School an Unhappy Place

Students Unhappy at School. Not exactly a breaking headline, but California takes it seriously with their Healthy Kids Survey.

The California Healthy Kids Survey (CHKS) is an anonymous, confidential student and school staff report of attitudes, health risk behaviors, and protective factors...Used by California schools since 1997, the CHKS consists of age-appropriate survey instruments for students in grades five, seven, nine, and eleven and is designed in a flexible, modular format that can be customized to meet local district needs.


The survey consistently finds that students feel alienated at school at all age levels. Some of the factors included in the survey, especially harassment, depression and connectedness, can perhaps be considered proxies for relational trust. Relational trust is emerging as a useful umbrella concept for predicting academic achievement. Relational trust subsumes other popular variables such as teacher quality, parental involvement and socio-economic status.

Relational trust is not just some warm and fuzzy psychobabble. Relational trust does not mean that everybody likes each other. Relational trust means students, parents and administrators respect and esteem the knowledge and ability of teachers. Relational trust means that teachers believe that parents and administrators support them, especially in discipline matters. For example, Japanese teachers have no reputation for being warm and fuzzy, but relational trust so characterizes the relationships between teachers, students, parents and society as to be a presumptive, defining feature of Japanese education.

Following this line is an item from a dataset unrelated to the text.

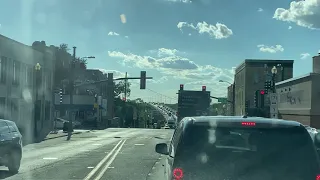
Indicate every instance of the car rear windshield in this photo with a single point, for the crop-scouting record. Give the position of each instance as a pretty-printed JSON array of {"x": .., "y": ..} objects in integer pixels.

Statewide in California, whether urban, suburban or rural schools, middle school students report 42-54% moderate or low levels of school caring and connectedness. High school is worse, with 59-71% of students reporting lack of connectedness and caring.

Interestingly, middle school and high school students often put forth a facade of indifference. Being “cool” often masks a desperate desire to experience relational trust. Middle school students form especially strong bonds with their teachers, and their loyalty can be magnificent. Yet school authorities may mistakenly believe that students do not care. Students are diligently searching for adults to trust. Frequently, student misbehavior is a test of the adults. If the adult caves in the face of a student's nonsense, how can that adult be trusted in times of real trouble? Once students become convinced of the reliability and steadfastness of a teacher, they will work incredibly hard for that teacher.